Denitrification capacity in the vadose zone at three sites in the Lake Taupo catchment, New Zealand

Greg Barkle A , Tim Clough B and Roland Stenger C
+ Author Affiliations
- Author Affiliations

A Corresponding author. Aqualinc Research Ltd, PO Box 14-041, Hamilton, New Zealand. Email: G.Barkle@Aqualinc.co.nz

B Agriculture & Life Sciences Division, PO Box 84, Lincoln University, Lincoln, New Zealand.

C Lincoln Environmental Research, Private Bag 3062, Hamilton, New Zealand.

Australian Journal of Soil Research 45(2) 91-99 https://doi.org/10.1071/SR06141
Submitted: 10 October 2006  Accepted: 26 February 2007   Published: 28 March 2007

Abstract

Land use in the Lake Taupo catchment is under scrutiny, as early signs of deteriorating water quality in Lake Taupo have been observed.
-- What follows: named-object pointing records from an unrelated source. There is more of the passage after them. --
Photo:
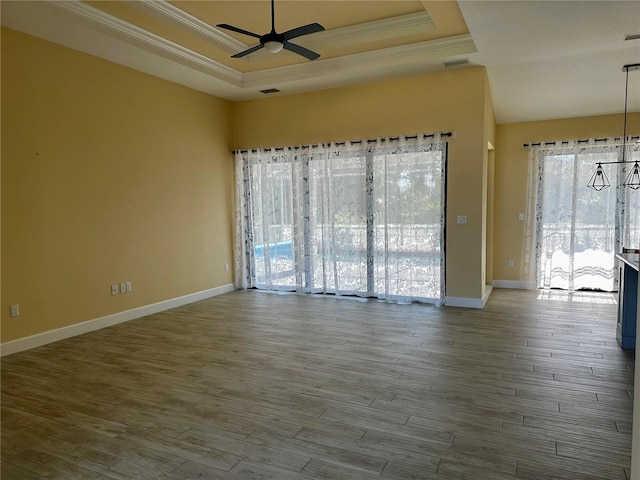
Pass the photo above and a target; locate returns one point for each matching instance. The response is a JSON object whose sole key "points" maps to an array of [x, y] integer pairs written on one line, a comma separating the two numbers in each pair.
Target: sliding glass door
{"points": [[579, 230]]}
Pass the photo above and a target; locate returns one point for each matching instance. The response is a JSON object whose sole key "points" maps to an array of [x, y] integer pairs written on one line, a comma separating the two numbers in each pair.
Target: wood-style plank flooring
{"points": [[254, 385]]}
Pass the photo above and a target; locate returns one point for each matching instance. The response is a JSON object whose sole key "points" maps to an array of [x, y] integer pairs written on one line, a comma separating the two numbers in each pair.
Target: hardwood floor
{"points": [[254, 385]]}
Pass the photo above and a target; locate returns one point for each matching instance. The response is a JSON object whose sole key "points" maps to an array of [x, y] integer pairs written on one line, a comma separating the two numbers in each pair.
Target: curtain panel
{"points": [[356, 218], [572, 232]]}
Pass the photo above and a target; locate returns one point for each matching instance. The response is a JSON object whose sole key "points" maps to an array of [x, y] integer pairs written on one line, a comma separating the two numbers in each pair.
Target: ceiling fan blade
{"points": [[305, 52], [238, 30], [304, 30], [248, 51]]}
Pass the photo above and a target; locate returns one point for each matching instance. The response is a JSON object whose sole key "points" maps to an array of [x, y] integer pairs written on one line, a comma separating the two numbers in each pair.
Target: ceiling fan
{"points": [[274, 42]]}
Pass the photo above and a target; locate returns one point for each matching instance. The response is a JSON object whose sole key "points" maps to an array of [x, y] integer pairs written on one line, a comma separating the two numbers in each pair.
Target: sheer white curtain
{"points": [[357, 218], [573, 232]]}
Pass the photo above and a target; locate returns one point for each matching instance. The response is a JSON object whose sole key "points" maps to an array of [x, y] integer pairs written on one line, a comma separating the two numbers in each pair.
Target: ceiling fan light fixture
{"points": [[273, 46]]}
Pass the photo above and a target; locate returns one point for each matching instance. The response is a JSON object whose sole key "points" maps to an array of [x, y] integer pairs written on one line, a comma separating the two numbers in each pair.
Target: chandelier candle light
{"points": [[599, 180]]}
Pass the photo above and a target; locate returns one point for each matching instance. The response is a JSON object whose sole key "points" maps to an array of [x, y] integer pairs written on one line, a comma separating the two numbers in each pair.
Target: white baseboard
{"points": [[33, 341], [517, 284], [465, 302]]}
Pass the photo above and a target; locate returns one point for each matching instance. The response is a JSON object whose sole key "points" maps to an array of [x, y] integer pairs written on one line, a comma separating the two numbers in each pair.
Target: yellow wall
{"points": [[511, 175], [446, 101], [108, 175], [488, 173]]}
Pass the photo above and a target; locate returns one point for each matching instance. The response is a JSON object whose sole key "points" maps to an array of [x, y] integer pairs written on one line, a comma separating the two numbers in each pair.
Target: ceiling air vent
{"points": [[455, 63]]}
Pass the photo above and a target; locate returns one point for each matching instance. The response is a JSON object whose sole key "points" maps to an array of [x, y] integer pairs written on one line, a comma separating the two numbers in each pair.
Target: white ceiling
{"points": [[545, 59], [556, 59]]}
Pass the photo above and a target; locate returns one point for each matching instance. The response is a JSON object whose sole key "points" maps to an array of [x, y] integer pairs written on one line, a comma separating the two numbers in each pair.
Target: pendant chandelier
{"points": [[599, 180]]}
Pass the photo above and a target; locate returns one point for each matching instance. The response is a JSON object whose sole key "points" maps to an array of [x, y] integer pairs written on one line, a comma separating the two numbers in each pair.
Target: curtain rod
{"points": [[371, 140], [566, 142]]}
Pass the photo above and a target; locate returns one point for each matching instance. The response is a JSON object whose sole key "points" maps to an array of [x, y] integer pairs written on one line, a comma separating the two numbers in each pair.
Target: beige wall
{"points": [[447, 101], [511, 175], [488, 174], [108, 175]]}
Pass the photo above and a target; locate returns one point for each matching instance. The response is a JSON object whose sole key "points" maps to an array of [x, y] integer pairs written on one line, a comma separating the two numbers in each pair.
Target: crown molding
{"points": [[79, 26], [149, 41], [383, 59], [361, 33], [392, 27], [187, 22]]}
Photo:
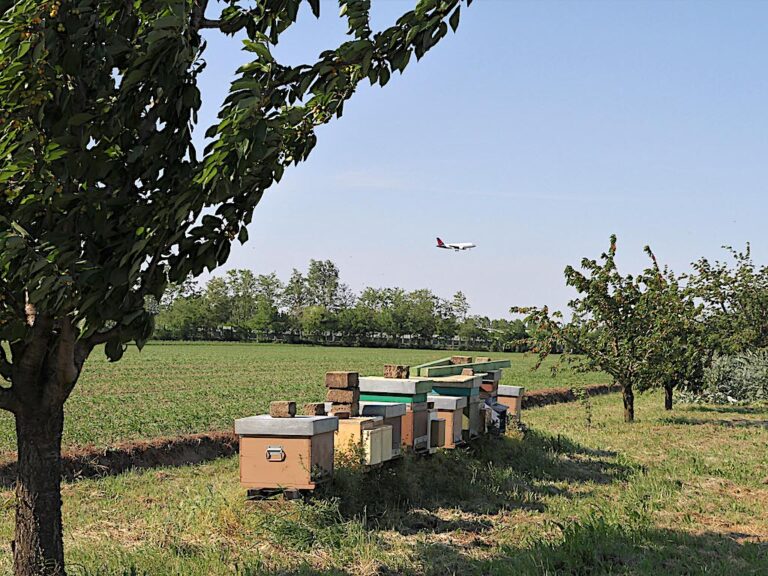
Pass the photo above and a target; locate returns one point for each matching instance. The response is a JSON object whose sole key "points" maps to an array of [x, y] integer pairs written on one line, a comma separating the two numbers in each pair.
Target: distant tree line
{"points": [[317, 307], [703, 333]]}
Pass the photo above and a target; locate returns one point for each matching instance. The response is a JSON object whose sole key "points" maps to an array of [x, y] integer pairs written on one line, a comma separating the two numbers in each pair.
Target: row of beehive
{"points": [[440, 404]]}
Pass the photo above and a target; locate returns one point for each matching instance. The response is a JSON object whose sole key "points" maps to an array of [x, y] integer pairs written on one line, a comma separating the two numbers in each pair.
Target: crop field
{"points": [[681, 492], [180, 388]]}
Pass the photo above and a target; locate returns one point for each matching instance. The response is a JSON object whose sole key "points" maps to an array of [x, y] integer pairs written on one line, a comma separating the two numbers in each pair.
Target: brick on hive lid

Although the fate of contaminants in soil and groundwater are comparatively well studied, the transformations in the lower vadose zone, i.e. the zone between the soil and the groundwater, are less well understood. The capacity for NO3-N removal via biological denitrification, based on utilising the resident C substrate, in the vadose zone of the Lake Taupo catchment is quantified in this work. Complete vadose zone profiles were sampled at 3 sites (Rangiatea, Waihora, and Kinloch), from the soil surface down to the watertable in approximately 0.5-m depth increments. Texture, allophane content, pH, and concentrations of extractable NO3-N, NH4-N, and dissolved organic carbon were determined. Incubations were undertaken to determine the denitrification capacity of the vadose zone materials amended with NO3-15N, but no added carbon substrate, and maintained under anaerobic conditions at 28°C. Gas samples were taken from the headspace after 48 h and analysed for N2 and N2O. In soil depths down to about 1.2 m, the denitrification capacity ranged from 0.03 to 9.18 kg N/ha.day, and below this depth it ranged from <0.01 to 0.09 kg N/ha.day. A palaeosol layer in the Waihora profile had an enhanced denitrification capacity compared with the other samples in deeper zones of the profiles. In the surface sampling, at least 99.9% of the gas recovered from the 15N applied was in the form of N2. In contrast, no N2 gas production could be detected in any sample from below the second sampling depth, with only N2O detected. Denitrification capacities of all vadose zone materials were low when compared with other studies. Thus, careful land management is required to avoid groundwater contamination by nitrate leaching from the root-zone of the pasture.

Additional keywords: nitrate, groundwater, land-use impacts.


Acknowledgments

We thank the Foundation for Research, Science and Technology for funding this project as part of Lincoln Ventures’ Groundwater Quality Protection Programme (LVLX0302). We acknowledge Mr Craig Burgess (LVL) and Brown Brothers Ltd for technical assistance with collection of the samples and Mr John Hadfield (Environment Waikato) for help in identification of the sampling sites. The cooperation of the land owners or managers from which vadose zone samples were collected is also acknowledged; Andrew Bremner, Mr Richard Fox, Chairman Rangiatea Station, and Mr Ken Burt, Landcorp Manager at Waihora Station. We appreciate the constructive reviews of the draft manuscript submitted provided by the 3 anonymous reviewers.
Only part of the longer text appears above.